L’équipage de l’avion de reconnaissance aérienne du bataillon Volyn de l’Armée des volontaires ukrainiens part à l’aube pour une séance d’entraînement. Les opérateurs de drones s’entraînent à la cohérence et à la précision de leurs actions afin d’être aussi efficaces que possible sur le champ de bataille. Pour ce faire, ils doivent perfectionner leurs compétences en matière de pilotage et de contrôle des drones. Ils doivent également faire preuve de créativité et être capables d’analyser les informations qu’ils recueillent. Et tout cela dans un environnement très stressant, où non seulement il faut garder un œil sur l’ennemi, mais ne pas oublier que l’ennemi est toujours en train de vous « traquer ».
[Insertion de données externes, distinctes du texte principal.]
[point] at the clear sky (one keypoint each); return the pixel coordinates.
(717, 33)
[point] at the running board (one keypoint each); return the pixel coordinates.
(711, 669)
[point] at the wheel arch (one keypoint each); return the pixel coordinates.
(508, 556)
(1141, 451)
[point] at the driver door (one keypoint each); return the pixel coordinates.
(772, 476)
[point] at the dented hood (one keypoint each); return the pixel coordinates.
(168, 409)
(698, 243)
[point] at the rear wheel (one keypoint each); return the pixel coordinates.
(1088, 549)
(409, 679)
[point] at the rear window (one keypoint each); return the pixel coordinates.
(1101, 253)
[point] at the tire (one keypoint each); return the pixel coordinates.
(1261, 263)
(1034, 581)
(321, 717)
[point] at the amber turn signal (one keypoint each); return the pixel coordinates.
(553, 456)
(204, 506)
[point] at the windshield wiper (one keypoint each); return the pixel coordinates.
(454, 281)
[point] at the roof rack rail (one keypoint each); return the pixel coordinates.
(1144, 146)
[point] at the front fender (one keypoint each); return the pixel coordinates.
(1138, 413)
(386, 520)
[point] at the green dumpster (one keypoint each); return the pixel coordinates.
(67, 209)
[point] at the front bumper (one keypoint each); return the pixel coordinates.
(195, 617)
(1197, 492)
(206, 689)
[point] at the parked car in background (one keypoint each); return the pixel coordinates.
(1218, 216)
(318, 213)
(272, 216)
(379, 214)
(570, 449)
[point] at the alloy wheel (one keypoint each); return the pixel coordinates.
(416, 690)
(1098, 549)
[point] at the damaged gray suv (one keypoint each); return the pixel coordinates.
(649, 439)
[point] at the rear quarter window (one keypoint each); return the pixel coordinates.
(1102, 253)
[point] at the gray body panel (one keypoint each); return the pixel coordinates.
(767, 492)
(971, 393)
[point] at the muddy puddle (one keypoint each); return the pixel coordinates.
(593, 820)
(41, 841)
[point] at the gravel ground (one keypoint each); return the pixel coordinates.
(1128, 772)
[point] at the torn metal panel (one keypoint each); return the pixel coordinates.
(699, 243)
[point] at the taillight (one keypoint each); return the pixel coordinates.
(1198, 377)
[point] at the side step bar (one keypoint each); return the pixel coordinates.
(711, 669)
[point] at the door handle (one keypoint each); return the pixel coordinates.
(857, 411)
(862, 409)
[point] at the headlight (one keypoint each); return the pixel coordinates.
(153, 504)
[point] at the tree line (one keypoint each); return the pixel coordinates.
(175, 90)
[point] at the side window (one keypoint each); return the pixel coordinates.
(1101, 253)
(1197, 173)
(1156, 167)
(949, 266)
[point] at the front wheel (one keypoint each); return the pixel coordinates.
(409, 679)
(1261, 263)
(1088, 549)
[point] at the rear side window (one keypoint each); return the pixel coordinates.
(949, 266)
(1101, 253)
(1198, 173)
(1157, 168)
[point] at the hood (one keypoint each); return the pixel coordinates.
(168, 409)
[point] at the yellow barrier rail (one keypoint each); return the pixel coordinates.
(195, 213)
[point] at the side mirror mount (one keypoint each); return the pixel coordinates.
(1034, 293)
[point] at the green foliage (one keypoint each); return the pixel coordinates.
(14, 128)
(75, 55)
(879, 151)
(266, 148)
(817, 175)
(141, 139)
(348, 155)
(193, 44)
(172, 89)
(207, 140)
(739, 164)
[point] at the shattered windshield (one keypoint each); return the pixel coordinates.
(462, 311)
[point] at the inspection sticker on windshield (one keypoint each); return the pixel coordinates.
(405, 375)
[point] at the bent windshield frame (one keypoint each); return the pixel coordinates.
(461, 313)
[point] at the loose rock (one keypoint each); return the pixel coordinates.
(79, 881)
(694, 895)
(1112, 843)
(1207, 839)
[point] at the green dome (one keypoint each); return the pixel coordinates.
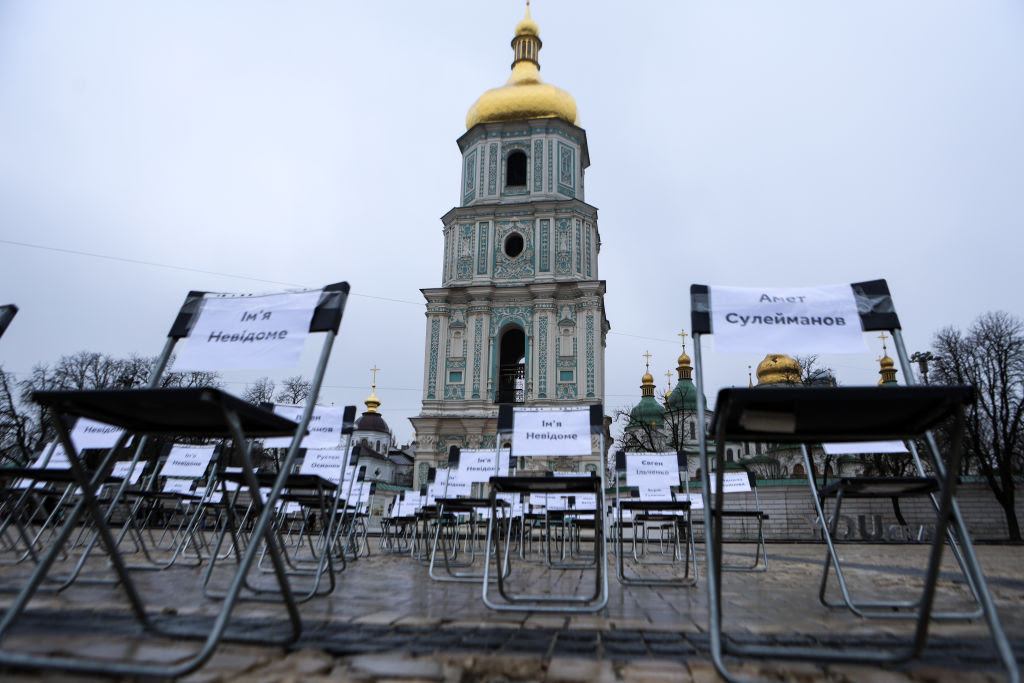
(684, 396)
(646, 412)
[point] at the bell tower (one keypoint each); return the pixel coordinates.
(519, 316)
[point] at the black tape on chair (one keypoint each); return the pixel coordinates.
(186, 315)
(327, 315)
(506, 419)
(699, 309)
(348, 420)
(875, 305)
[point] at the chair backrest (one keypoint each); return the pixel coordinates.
(7, 313)
(796, 321)
(184, 466)
(248, 332)
(555, 433)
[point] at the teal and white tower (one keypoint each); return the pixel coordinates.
(519, 316)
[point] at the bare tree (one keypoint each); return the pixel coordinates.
(260, 391)
(25, 425)
(990, 356)
(15, 424)
(812, 374)
(294, 390)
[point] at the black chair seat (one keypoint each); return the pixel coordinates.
(468, 504)
(881, 486)
(546, 484)
(197, 412)
(835, 414)
(681, 506)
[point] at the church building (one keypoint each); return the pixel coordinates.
(519, 316)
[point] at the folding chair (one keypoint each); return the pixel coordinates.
(652, 476)
(459, 513)
(212, 323)
(547, 432)
(742, 481)
(812, 415)
(7, 312)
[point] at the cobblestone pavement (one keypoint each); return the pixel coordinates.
(386, 620)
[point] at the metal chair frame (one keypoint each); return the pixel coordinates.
(203, 413)
(877, 312)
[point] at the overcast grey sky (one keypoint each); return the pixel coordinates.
(739, 143)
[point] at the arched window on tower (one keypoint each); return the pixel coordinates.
(515, 169)
(512, 368)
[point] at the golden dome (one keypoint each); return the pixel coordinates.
(778, 369)
(524, 95)
(527, 27)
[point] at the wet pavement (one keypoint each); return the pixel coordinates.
(387, 620)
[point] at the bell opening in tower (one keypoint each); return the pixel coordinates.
(515, 170)
(512, 367)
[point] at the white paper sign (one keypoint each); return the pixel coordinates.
(249, 332)
(182, 486)
(475, 466)
(585, 502)
(121, 470)
(92, 434)
(651, 469)
(732, 482)
(696, 500)
(455, 487)
(555, 502)
(859, 447)
(57, 461)
(552, 432)
(798, 319)
(324, 428)
(655, 493)
(187, 461)
(324, 463)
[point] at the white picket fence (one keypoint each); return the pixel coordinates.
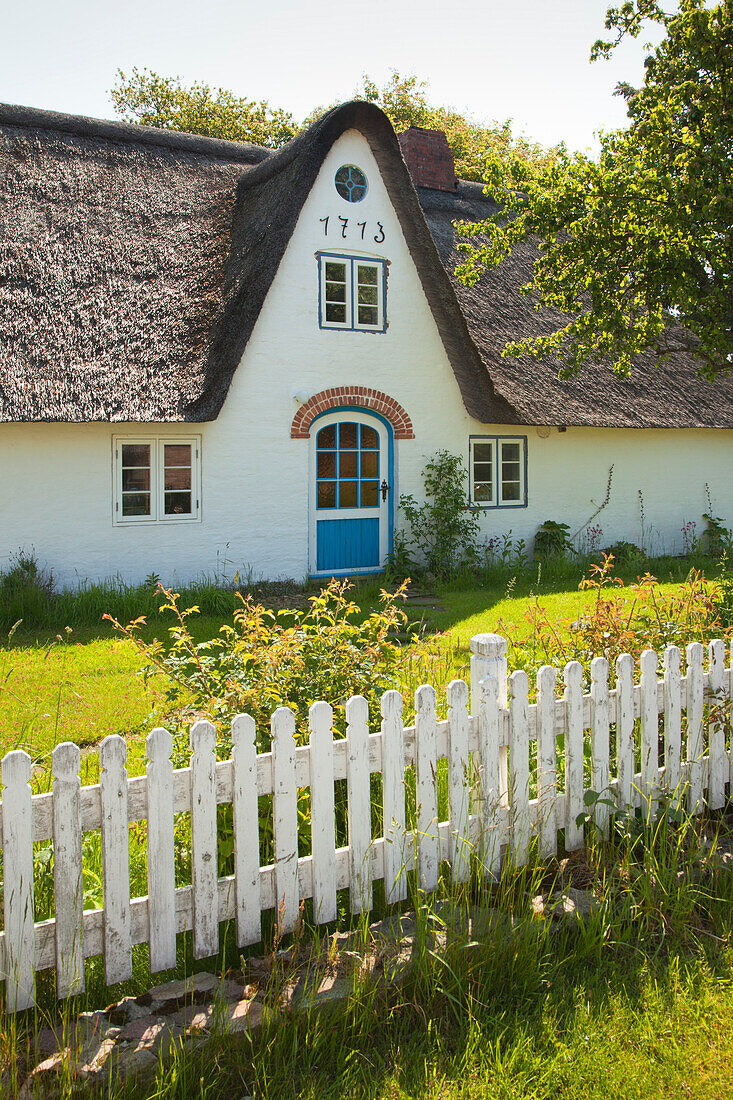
(487, 741)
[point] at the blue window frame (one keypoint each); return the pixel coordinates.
(351, 293)
(350, 183)
(498, 471)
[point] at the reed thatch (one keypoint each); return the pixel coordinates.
(134, 263)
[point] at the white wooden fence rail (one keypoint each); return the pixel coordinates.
(489, 755)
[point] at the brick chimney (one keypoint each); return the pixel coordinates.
(428, 157)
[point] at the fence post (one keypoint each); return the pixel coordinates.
(489, 660)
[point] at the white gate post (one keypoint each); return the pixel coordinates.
(488, 659)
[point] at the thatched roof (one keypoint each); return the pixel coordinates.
(134, 262)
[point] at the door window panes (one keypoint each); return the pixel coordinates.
(347, 466)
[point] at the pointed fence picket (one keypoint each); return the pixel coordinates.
(480, 756)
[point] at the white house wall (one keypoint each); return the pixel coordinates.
(56, 487)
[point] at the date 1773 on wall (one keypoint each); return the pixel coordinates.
(348, 229)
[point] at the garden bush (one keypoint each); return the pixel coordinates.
(266, 659)
(621, 619)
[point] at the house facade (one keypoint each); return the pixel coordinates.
(215, 358)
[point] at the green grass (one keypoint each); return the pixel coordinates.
(635, 1003)
(638, 1003)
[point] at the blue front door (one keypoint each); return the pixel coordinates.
(350, 506)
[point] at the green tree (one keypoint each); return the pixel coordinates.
(163, 101)
(636, 246)
(404, 100)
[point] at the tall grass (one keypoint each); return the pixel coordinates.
(634, 1001)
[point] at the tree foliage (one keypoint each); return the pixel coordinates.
(404, 100)
(636, 246)
(154, 100)
(163, 101)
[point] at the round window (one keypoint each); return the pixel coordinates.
(350, 183)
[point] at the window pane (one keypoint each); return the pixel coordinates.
(370, 463)
(336, 292)
(369, 438)
(135, 504)
(135, 454)
(326, 464)
(335, 272)
(177, 454)
(177, 504)
(135, 477)
(327, 437)
(348, 464)
(177, 477)
(348, 494)
(370, 494)
(348, 436)
(326, 494)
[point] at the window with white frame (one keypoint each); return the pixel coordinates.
(351, 293)
(499, 471)
(156, 479)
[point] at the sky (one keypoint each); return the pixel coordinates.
(524, 59)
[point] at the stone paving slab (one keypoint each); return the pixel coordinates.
(130, 1036)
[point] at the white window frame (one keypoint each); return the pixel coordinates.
(156, 444)
(352, 262)
(498, 443)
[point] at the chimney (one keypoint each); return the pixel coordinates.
(428, 157)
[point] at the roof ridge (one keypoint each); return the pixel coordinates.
(81, 125)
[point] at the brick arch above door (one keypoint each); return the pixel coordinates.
(359, 397)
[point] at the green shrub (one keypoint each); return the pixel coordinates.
(26, 592)
(444, 530)
(267, 659)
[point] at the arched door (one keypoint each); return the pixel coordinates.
(350, 493)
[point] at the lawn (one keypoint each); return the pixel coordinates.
(637, 1003)
(84, 684)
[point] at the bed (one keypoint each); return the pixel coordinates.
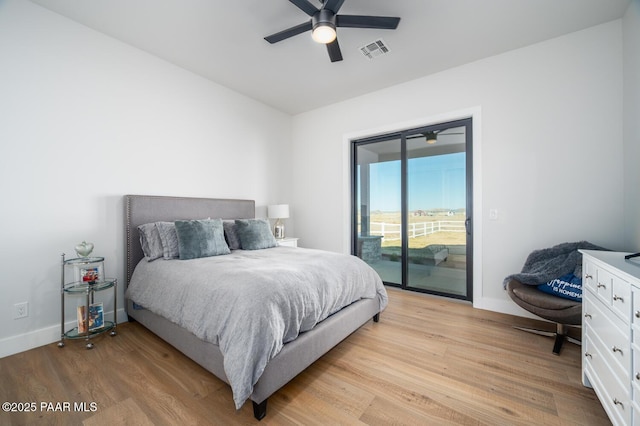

Photo: Ashot Harutiunian, commandant de la reconnaissance aérienne, et sa jeune équipe
La guerre russo-ukrainienne ressemble de plus en plus à un jeu vidéo où la virtualité se mêle enfin à la réalité. Les officiers contrôlent la bataille assis devant des écrans géants dans des bunkers, les routes sont minées à distance par des drones terrestres, les grands navires sont coulés par de petits scooters bourrés d’explosifs, les combats entre drones concurrents dans le ciel deviennent monnaie courante, et les opérateurs portant des lunettes de réalité virtuelle ne sont plus surprenants dans les tranchées, mais plutôt amusants. Après tout, cela signifie que des munitions FPV [first person view / pilotage en immersion – ndlr] sont disponibles pour brûler un char ennemi gênant ou détruire un abri rempli d’envahisseurs.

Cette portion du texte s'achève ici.